春の七草

平成16年2月8日(日)
平成17年2月6日(日)

  岡山県佐伯町にある自然保護センターで行われる春の七草観察会に親子で参加しました。平成15年から数えて今年で3回目の参加になりました。子供たちは七草などに興味はなく,勝手に遊んでいましたが…。それでも,外はやっぱり気持ちいい。
 最後に七草がゆをいただいて帰りました。スーパーへ行けばいくらでもおいしい野菜がならんでいるのに,どうして人は,わざわざ山野のものを食べたがるんのでしょう?そんなことを考えていると不思議な気持ちになります。
 セ リ
 大きく生長するとあくがつよくなって食べられない。採集する際は根から抜くことが大切だそうだ。根がおいしいらしい。

 センター内で,もっとも間違えやすかったのはキツネノボタン。いずれも三出複葉だが小葉(しょうよう)が3裂することで区別できる。

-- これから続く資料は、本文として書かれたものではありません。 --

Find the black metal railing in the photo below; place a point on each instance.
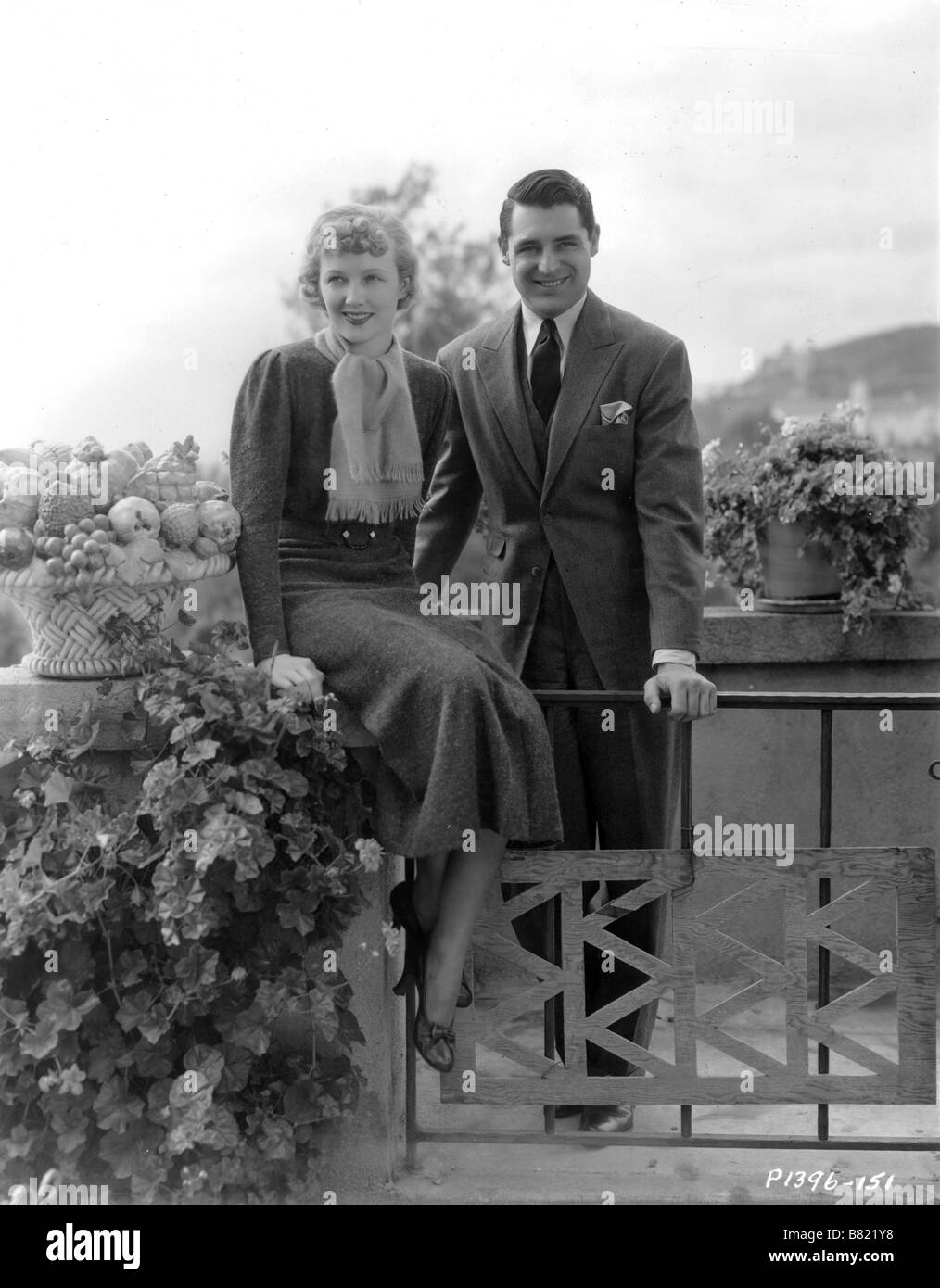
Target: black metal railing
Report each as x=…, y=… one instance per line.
x=823, y=702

 ドクセリは,岡山県内ではめったに見られないとのこと。しかし,猛毒なので注意が必要。
 間違えやすい植物
 これが,キツネノボタン (←↑)

セリとよく似た水辺の環境に生えるので紛らわしい。
よく見ると小葉(しょうよう)が3深裂しているのが分かる。しかし,左の写真のように若い葉は本当に見分けにくい。
一番区別しやすいのは,味わってみることだそうだ。セリは明らかにセリの味がする(当たり前だが…)。対して,キツネノボタンは何とも言えない嫌な味がする。
 ナズナ
アブラナ科 ナズナ(Capsella bursa‐pastoris)
 ペンペングサの名の方が有名。アブラナ科でいかにも美味しそう。センター内では,同じような小さな白い花を付ける。


アブラナ科 タネツケバナ ←↑

ロゼットの感じや葉の付き方が,ナズナに似ている。休耕田などにはやたらに多く見られた。
 ゴギョウ(ハハコグサ)

ゴギョウ
ハハコグサ(Gnaphalium affine)

 ゴギョウまたは,オギョウ。ハハコグサが正式和名でこちらの方が一般的。これが食べられるとはにわかに信じがたい。センター内では,似たものとして同属のチチコグサがあるが,こちらはほとんど見られなかった。
 ハコベラ(ハコベ)


ハコベラ
ハコベ(Stellaria neglecta)


大きなかたまりが,たくさん見られた。柔らかそうで美味しそうに見える。
ホトケノザ(コオニタビラコ)
 耕していない田んぼやそのあぜ道にみられるそうだが,センター内でもほとんど見かけなかった。葉には毛がなく,ふちには刺状の鋸歯(きょし)が見られた。
 似たものとしてオニタビラコがあるそうだが,こちら公園や道ばた,庭などに生えるので,生育場所でも区別できるということ。
 なお,ホトケノザのという呼び名は現在では,シソ科のホトケノザを指し,まったくの別物である。
 また,センター内では,オランダミミナグサがよくにた小さな葉を付けていたが,毛深いことで容易に区別できた。
 
 間違えやすい植物
これは,オニタビラコ。(↑→)

葉は,ずいぶんと大ぶりで毛深いこれは,田んぼの畦に生えていたものだが,本来は公園や庭などもっと乾燥した場所に生える。
これは,オオジシバリ (↑)
葉の形や大きさはコオニタビラコにそっくり。でも,あまりにも群生しているのでなんだか違うような気がする。尋ねてみるとオオジシバリとのこと。たしかに,葉がやや面長(?)で,明らかに赤味を帯びている。

(注)作者は専門家ではありません。あくまで趣味のページですので,まちがった情報もあるかもしれません。まちがいを発見された場合ご一報いただければ幸いです。